Connect our Remote Financial Analysts

Another concern for IT departments in the financial world is connecting with remote offices. One way to keep these employees connected to the data sets is replicating the information at every location. The second option is having each location connect to the main data center via a WAN. However, with this solution, you'll likely experience unacceptable latency.

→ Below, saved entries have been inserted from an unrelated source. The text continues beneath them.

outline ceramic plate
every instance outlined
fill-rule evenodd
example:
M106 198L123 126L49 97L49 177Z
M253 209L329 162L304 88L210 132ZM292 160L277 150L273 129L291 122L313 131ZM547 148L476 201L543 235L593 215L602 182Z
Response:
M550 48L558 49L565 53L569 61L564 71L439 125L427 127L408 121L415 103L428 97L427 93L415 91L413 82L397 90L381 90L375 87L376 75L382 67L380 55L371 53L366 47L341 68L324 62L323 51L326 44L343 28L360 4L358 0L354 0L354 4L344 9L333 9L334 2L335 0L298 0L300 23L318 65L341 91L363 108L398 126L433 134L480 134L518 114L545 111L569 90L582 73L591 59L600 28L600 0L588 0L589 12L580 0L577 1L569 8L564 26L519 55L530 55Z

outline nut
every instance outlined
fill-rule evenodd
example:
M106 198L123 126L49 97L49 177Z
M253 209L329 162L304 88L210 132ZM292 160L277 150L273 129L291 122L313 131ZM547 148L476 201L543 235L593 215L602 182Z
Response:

The same caching layer as described above can be used to keep the hottest data near the users at each remote site (a caching layer at each location), eliminating latency for most processes. These remote analysts access the hottest, most valuable (at that particular time) data from these nearby Edge filers, helping analysts in any location speed up the results of their models.

In summary, you can still achieve faster backtesting results using lots of financial simulation data without making huge investments with traditional storage vendors to boost performance.